Free Leader Guide: How to lead change in 2 skills

change leadership change skills Oct 23, 2022

Walk the talk

When leading change, someone IS always watching and evaluating.

Employees are trying to determine if the change is legit based on how leaders behave: Do actions match the words?

Trust is built when words and actions align. When leaders walk the talk.

Self-audit checklist for what to say to influence change

Every project has different details on 'why' and 'what'. Effective change leaders are: 

  • Optimistic. Hopeful about the future. They don't let fear steal the show. They talk about how not changing is not an option. They acknowledge the scariness of uncertainty.
  • Other-oriented. They describe the 'why' and benefits of the change in an other-orientation (not about what they'll get out of it). They use shared shared values--such as customer-focus or a better employee experience--as a rationale for following this path.
  • Plain speak. They keep jargon out of communications. They don't use acronyms! They are careful to introduce and explain project terms in simple language. They repeat new concepts and terms to bring people to shared understanding.

Change-savvy leaders also listen more than they talk. They ask great questions and consistently gather feedback in order to adjust their own language. They work to connect personally and emotionally. This helps people move from thinking to doing:

  • How can I help?
  • How do you feel about that?
  • What do you see as the upsides of this change for you personally?
  • What feels like the next best step for you to learn more about this change?

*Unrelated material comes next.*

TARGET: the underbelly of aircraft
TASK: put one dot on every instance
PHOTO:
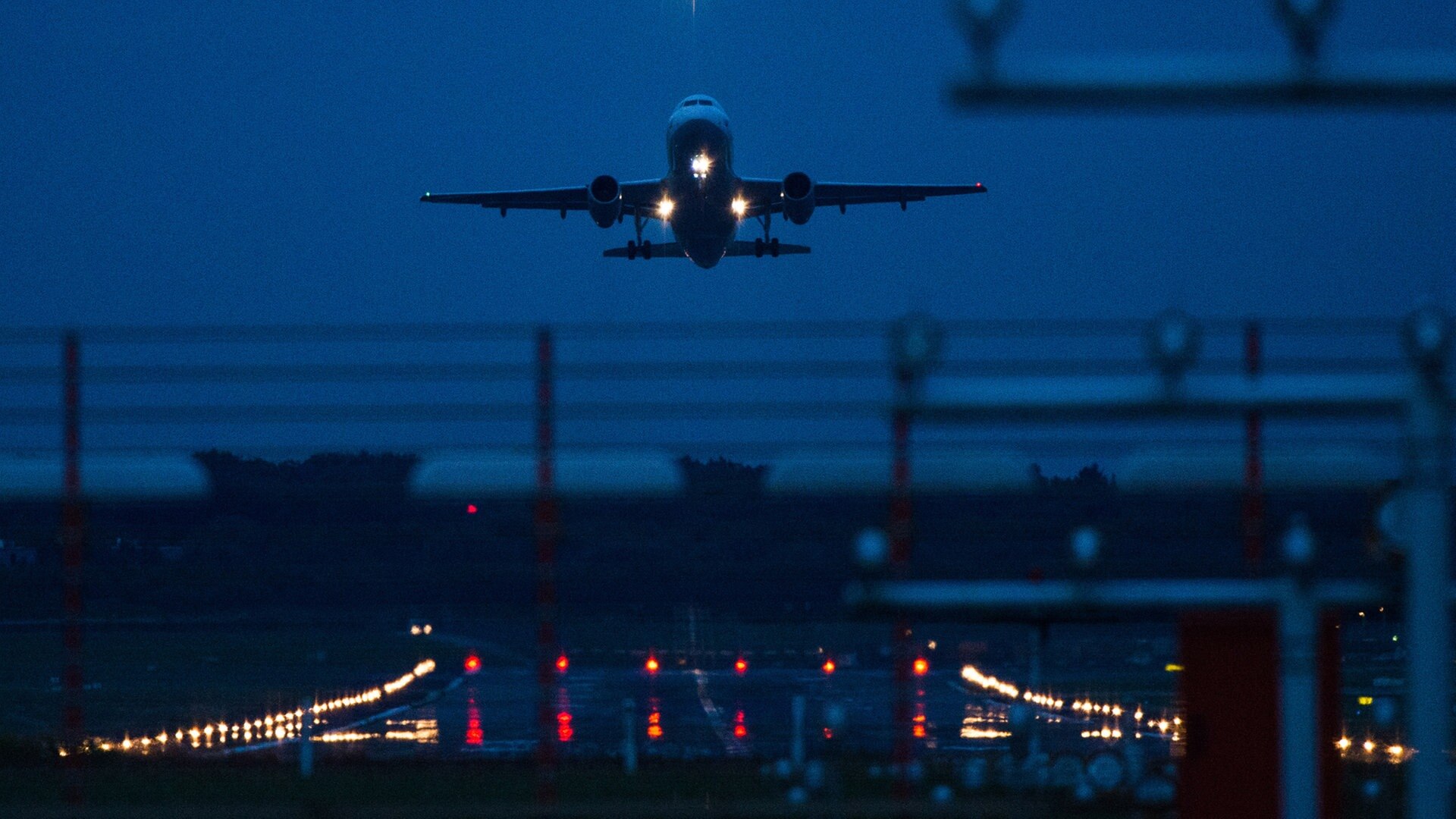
(705, 226)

Open dialogue on the tough topics sends the message: "We're not going to pretend that this is easy." That builds trust, so long as the feedback helps identify possible solutions and ways forward.

Actions speak louder than words 

Most leaders recognize the need to talk about the change. Exceptional change leaders understand actions are the proof point. What that looks like:

  • Making the project a priority. Adjusting meeting schedules to address project issues as they arise. They actively participate in Governance meetings. They respond to requests from the project team with urgency. 
  • Getting peers and others involved. They take project topics to their leadership peers for feedback and resolution. They own tough issues and don't hand them off until resolved. They anticipate what their bosses and peers need and act as a conduit to bring them along.
  • Asks the project team for risks and barriers that need leadership support. They don't wait to be told.

Change-savvy leaders continually ask:

  • How else can I show support for this change?

Leaders show the way.

Putting words + actions together

When leaders put these two skills together, they create exponential impact to influence change. Their words paint the picture and their actions show they believe it. This is what it looks like to lead change. 

The takeaway: The big presentations matter. But so do the small moments. Leaders have daily opportunities to build credibility through their words and actions.